Union of infinite closed intervals contained in an open one

Question

I'm studying sets of convergence for series of functions in $\mathbb{R}$.

Now I've noted that, let's say we have an open set $(-R,R)$ with $R > 0$:

Saying that we have uniform convergence in $(-R,R)$ is not equal to say we have uniform convergence in any closet subset $[a,b] \subset (-R,R)$.

Now, my question is, what is right and what is wrong, and why, in saying:

"This property is true for any closet subset $[a,b] \subset (-R,R)$ and so it's true for $\cup^{\infty} [a,b] \subset (-R,R)$, but $\cup^{\infty} [a,b] \subset (-R,R) = (-R,R)$ so this property is true also on $(-R,R)$"

Thank you so much, I'm sorry if I haven't made myself clear.

Answer 1

I'm not exactly sure what you mean, but lets see:

When you say that a sequence of functions $\{f_n\}$ is convergent on a set $E$, this means that for every $\varepsilon>0$ you have an $N\in\mathbb{N}$ such that etc. If you consider uniform convergence on another set $F$, then you'll have another $N$, so we can think of this $N$ as depending on the set in question, and note it $N(F)$ (or $N(E)$ in the case of $E$). If you know that $\{f_n\}$ converges uniformly on $E$ and on $F$, given $\varepsilon>0$ you can take the maximum of $N(E)$ and $N(F)$, and the definition of uniform convergence on $E\cup F$ will be verified. This goes through for any finite collection of sets $E_1,\dots,E_n$, just take the maximum of $N(E_1),\dots,N(E_n)$. However, this breaks down for infinite collections of sets, since an infinite set of natural numbers need not have a maximum. Intuitively, the $N(E_k)$ could become bigger and bigger, and so there is no $N^*$ which lies above all of them.

Answer 2

Let $(f_{n})_{n}$ be a sequence of real-valued functions on $(-R,R)$.

Suppose that $(f_{n})_{n}$ converges uniformly to some function $f$ (defined on $(-R,R)$). Then, it is trivial that for each closed subset $[a,b]$ of $(-R,R)$, $(f_{n}|_{[a,b]})_{n}$ converges uniformly to $f|_{[a,b]}$.

Conversely, suppose that for each closed subset $[a,b]$ of $(-R,R)$, $(f_{n}|_{[a,b]})_{n}$ converges uniformly to some function (defined on $[a,b]$). Now, let $x\in(-R,R)$ be arbitrary.

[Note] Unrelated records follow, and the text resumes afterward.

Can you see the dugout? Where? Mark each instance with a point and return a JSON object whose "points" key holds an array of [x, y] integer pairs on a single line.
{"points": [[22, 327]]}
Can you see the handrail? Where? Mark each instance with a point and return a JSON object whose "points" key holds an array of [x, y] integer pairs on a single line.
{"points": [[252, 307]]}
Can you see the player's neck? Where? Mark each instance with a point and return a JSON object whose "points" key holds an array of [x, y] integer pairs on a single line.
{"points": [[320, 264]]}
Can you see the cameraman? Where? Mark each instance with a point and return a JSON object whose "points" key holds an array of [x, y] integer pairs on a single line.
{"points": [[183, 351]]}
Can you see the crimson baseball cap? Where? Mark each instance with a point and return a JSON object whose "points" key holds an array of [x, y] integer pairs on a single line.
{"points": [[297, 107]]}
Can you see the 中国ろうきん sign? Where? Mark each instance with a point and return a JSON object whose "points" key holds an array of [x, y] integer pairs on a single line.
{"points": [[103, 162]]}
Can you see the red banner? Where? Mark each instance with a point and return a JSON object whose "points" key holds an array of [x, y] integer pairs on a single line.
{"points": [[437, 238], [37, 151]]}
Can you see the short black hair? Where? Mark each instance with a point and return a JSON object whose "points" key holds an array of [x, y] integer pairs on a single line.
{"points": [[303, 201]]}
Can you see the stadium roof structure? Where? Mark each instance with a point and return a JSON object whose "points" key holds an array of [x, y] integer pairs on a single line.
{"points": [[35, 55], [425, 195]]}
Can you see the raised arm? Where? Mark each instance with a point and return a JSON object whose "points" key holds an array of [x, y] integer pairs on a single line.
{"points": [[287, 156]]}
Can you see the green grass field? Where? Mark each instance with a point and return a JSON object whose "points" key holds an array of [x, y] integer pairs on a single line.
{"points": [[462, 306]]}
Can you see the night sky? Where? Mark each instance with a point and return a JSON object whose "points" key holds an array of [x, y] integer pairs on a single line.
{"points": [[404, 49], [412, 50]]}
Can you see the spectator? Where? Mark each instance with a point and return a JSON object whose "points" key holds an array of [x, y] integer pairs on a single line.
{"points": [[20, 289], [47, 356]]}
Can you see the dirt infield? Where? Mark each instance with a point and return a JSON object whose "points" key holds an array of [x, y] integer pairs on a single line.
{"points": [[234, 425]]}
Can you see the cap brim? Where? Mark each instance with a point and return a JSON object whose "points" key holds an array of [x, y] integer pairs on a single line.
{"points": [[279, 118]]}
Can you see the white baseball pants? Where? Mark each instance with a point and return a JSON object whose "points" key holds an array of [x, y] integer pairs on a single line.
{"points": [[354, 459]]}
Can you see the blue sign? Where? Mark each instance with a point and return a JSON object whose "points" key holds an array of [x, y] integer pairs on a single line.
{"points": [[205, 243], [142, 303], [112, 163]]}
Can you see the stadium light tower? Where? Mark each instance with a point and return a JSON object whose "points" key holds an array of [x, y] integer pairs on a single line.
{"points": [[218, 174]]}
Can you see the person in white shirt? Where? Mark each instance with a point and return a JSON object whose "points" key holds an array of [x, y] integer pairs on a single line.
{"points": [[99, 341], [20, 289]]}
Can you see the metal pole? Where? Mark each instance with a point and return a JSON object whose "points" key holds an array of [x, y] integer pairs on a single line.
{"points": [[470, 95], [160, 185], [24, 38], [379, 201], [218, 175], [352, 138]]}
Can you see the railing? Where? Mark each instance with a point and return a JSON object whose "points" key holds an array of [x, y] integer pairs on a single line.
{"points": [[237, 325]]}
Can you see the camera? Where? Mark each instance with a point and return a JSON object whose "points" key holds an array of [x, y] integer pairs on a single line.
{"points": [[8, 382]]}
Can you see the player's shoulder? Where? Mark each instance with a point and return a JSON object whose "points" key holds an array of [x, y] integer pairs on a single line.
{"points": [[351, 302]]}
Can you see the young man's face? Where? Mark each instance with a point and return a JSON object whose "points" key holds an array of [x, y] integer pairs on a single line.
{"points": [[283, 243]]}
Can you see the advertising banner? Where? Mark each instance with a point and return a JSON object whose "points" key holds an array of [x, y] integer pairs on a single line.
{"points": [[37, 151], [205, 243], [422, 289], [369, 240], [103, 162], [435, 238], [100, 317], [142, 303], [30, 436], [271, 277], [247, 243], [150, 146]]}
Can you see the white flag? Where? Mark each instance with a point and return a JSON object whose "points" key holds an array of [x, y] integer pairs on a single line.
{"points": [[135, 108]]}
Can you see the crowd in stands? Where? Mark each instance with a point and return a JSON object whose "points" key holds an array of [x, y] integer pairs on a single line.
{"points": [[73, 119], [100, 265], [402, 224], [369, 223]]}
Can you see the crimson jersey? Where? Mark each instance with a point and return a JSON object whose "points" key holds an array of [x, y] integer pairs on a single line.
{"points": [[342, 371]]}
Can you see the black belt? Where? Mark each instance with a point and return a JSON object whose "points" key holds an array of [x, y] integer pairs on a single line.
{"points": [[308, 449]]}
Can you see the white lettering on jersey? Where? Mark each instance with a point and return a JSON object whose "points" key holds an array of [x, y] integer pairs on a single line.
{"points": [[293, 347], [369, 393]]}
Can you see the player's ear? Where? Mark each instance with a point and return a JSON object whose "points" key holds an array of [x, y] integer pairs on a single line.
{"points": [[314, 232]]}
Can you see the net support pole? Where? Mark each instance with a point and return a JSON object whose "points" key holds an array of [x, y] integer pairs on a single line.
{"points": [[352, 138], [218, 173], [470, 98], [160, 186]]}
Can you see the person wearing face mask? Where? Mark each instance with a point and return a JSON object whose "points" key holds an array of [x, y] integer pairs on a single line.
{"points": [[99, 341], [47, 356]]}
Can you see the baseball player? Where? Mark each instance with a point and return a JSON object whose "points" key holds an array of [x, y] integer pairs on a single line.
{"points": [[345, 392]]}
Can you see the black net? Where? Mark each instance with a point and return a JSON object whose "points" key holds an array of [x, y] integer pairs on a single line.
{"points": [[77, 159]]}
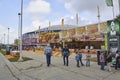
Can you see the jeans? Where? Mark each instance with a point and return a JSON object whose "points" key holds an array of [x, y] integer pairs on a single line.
{"points": [[102, 65], [65, 60], [48, 59], [109, 66]]}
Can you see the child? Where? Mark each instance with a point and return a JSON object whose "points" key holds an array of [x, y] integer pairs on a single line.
{"points": [[102, 60]]}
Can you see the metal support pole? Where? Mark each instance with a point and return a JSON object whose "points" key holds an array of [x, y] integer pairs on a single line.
{"points": [[19, 16], [4, 38], [20, 58], [8, 37]]}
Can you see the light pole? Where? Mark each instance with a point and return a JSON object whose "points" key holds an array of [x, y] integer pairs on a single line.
{"points": [[20, 58], [8, 37], [19, 18]]}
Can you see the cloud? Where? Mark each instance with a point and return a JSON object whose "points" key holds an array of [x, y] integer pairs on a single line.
{"points": [[38, 7]]}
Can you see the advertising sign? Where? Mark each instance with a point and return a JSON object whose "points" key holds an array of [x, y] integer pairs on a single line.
{"points": [[92, 29], [113, 28], [113, 35]]}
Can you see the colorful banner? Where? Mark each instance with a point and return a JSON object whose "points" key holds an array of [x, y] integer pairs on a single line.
{"points": [[106, 42], [109, 2], [80, 30], [91, 29]]}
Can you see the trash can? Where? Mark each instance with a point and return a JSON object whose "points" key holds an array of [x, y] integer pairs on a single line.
{"points": [[98, 57]]}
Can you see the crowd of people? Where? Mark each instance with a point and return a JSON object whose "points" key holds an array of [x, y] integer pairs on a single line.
{"points": [[103, 59]]}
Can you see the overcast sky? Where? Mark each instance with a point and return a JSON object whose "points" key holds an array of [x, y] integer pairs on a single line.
{"points": [[40, 12]]}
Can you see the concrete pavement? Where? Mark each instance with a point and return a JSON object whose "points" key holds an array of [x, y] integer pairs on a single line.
{"points": [[36, 69]]}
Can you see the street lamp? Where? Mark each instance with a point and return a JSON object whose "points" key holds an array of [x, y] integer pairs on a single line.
{"points": [[20, 58], [8, 37], [19, 24]]}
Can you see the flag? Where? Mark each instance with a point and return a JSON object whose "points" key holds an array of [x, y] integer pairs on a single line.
{"points": [[62, 24], [77, 19], [109, 2]]}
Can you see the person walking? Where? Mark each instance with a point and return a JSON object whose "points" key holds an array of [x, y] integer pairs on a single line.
{"points": [[117, 57], [77, 58], [102, 60], [109, 60], [88, 56], [65, 54], [48, 53]]}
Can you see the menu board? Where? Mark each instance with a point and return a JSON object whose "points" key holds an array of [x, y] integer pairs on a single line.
{"points": [[72, 32], [113, 28], [64, 33], [80, 30]]}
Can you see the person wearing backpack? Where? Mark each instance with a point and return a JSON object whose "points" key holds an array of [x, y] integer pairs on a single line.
{"points": [[65, 54], [48, 53], [109, 60]]}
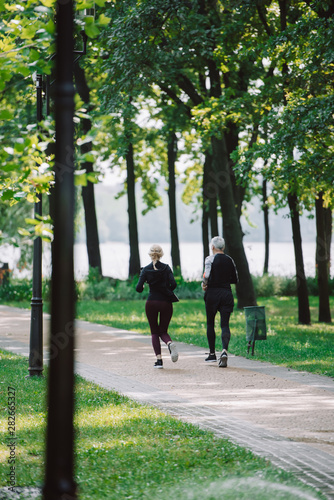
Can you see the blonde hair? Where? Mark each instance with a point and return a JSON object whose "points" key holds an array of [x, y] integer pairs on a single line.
{"points": [[155, 253]]}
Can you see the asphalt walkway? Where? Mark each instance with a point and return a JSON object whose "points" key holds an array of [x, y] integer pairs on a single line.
{"points": [[280, 414]]}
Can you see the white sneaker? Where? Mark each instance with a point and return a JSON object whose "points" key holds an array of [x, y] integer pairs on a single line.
{"points": [[173, 352]]}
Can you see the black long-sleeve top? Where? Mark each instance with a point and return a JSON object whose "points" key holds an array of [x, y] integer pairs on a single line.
{"points": [[161, 281], [222, 273]]}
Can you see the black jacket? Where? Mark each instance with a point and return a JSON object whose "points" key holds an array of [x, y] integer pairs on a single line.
{"points": [[161, 282], [223, 272]]}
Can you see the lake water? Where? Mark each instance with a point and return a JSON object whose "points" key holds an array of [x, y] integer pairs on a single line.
{"points": [[115, 259]]}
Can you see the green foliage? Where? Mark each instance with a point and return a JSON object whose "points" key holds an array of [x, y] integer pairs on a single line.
{"points": [[18, 290]]}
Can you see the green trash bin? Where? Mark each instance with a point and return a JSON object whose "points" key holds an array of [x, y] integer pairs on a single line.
{"points": [[255, 325]]}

Let $m$ be the smallest positive integer such that $x\in X_{m}=[-R+\frac{1}{m},R-\frac{1}{m}]$. Define $f(x)$ to be the limit of $(f_{n}|_{X_{m}}(x))_{n}$. This uniquely defines a function $f$ on $(-R,R)$. Moreover, the sequence $(f_{n})_{n}$ converges pointwise to $f$. However, we cannot say anything about uniform convergence here!